The silent ones hunt in couples." "Would they attack men ?" "Ask the 'little' people." "But they are no bigger than monkeys." "There is the monkey bigger than man, and he, too, must give way to the silent hunter." "What! Is the gorilla afraid of the python ?" "Between the ape and the serpent there is always war.

See where you place your foot then, for you travel the monkey-path, and we go hand and foot like monkeys.

Look well where you place your hand, for a straight branch may be the body of the silent hunter." Venning went on with renewed caution, studying the branches above and below, for, lover as he was of all manner of live things, he had the common repugnance to the serpent-kind.

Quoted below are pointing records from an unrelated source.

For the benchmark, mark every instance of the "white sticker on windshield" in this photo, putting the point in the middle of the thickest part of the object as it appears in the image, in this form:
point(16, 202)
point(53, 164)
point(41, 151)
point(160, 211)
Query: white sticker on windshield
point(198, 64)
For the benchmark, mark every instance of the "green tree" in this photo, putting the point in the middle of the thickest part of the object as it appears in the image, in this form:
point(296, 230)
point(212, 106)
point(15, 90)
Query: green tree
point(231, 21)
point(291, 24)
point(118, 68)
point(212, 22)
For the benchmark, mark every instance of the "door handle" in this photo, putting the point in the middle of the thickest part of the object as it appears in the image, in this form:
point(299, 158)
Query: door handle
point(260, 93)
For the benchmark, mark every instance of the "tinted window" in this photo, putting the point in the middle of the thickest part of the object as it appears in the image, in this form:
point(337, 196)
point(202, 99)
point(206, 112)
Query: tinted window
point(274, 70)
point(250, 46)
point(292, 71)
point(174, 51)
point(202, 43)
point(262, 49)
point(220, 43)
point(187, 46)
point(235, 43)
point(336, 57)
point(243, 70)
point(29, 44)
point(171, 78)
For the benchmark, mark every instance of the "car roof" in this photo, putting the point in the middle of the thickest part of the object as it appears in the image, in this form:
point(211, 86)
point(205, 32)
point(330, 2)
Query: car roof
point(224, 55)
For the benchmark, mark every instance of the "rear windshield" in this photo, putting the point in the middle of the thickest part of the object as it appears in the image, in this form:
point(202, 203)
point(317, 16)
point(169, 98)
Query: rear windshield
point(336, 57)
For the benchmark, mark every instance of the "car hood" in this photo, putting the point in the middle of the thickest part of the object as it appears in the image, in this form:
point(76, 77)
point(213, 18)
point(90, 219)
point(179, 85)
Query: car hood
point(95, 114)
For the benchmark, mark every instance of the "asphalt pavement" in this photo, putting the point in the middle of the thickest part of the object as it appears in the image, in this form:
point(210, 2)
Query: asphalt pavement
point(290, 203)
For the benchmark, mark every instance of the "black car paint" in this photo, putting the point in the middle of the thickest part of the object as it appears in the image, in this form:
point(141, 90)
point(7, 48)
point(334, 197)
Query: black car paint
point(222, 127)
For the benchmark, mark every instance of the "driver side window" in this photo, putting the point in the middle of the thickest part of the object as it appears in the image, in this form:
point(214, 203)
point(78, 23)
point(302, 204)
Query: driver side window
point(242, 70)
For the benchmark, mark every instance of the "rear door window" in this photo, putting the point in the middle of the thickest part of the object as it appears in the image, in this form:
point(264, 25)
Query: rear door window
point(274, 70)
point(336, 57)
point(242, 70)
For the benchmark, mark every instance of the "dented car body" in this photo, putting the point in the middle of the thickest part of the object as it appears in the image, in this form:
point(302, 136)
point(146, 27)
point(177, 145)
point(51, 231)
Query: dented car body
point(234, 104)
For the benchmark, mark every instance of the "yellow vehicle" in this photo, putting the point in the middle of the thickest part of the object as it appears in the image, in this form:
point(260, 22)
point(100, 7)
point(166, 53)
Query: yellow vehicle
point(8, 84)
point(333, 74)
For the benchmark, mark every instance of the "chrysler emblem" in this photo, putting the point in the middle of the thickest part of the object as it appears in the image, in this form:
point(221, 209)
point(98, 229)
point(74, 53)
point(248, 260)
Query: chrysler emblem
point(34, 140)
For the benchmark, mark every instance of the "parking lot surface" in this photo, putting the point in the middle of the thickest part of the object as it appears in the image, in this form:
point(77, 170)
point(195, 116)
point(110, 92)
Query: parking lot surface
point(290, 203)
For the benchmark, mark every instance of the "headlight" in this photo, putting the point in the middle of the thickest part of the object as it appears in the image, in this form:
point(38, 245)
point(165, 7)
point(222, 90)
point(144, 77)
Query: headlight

But the trees were innocent of guile, and presently some other object claimed his absorbed attention, no less than an old man gorilla, who thrust his black head above a tree-top a little way off, and violently shook the branches.

At the noise every one stopped and peered out.
"Look!" he shouted.
"By Jove, a gorilla!" cried Compton, from the rear.
The great head was thrust forward, with its low black forehead and blacker muzzle; then they saw the whites of the eyelids as the fierce creature swiftly raised and lowered its brows; then the gleam of the great tusks as the mouth opened to emit a tremendous roar.
The branches cracked under its grip as it shook them again before disappearing.